4.You’re a generous donor to us, thank you! Why is it important to you to support the work of the Conservancy?
As a landscape designer, nature inspires my work. Without access to natural environments, my creativity, intuition, and inspiration are limited. As a scientist, I understand the role of biodiversity on a large and small scale – and that is a really important value to me. Lastly, as an educator at heart, by supporting the Conservancy, I am advocating the mission of preservation and education of Lancaster County’s natural environment, putting my money back into the ethics of stewardship.
5.And, you make several gifts each year in honor of your clients. What made you decide to structure your philanthropy that way?

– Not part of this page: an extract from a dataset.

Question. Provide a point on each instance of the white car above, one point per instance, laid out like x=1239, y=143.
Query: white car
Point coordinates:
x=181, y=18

I am incredibly grateful to my clients who support work that I love and help me realize my intention to make the world more beautiful. By honoring the Conservancy, I am honoring the root of our client-designer relationship, which is the connection between people and nature. I also hope that clients who are not aware of the good work of the Lancaster County Conservancy learn about your mission and vision.
6.If money were no object, what would you like to see the Conservancy accomplish in the next five years?
Of course, I would love to see more undeveloped land preserved. I would also really love to see a large scale community movement to transform areas of what I consider bad development, whether they are residential neighborhoods or commercial shopping areas, to models of well integrated natural and developed spaces. If such a change were to occur, I would like the Conservancy to assist with funding the maintenance of such areas. Can you imagine if an area like the Park City parking lot was redeveloped with an objective to be aesthetically attractive, manage storm water on site, highlight native trees and habitat, and draw people to a real “park-like” setting? I’d also love to see the Conservancy be a partner with municipalities to return vacated developed areas, largely commercial and public space, to naturalized areas. It would also be incredible if every school had a piece of its property co-managed by the Conservancy, not only to display native flora and fauna, but to promote the link between nature and cognitive advantage. I’m a bit of a visionary and understand that execution would take longer than 5 years, but the Conservancy’s next strategic plan could incorporate a paradigm of innovative land transformation as well as preservation.
7.Finally, do you have any fun facts or useful tips about the natural world you’ve learned through your work that the average gardener might not know?
Wow- that’s a good question. I take play seriously, and I think the natural world is a stage for all creatures’ playfulness. I incorporate whimsical, playful, and engaging elements in casual and formal spaces for all age users. I once read that a human being can neurologically not play and be anxious at the same time. I think that’s pretty powerful in these anxious and fearful times. So, my tip is to use the garden as a place to cultivate a playful state of mind!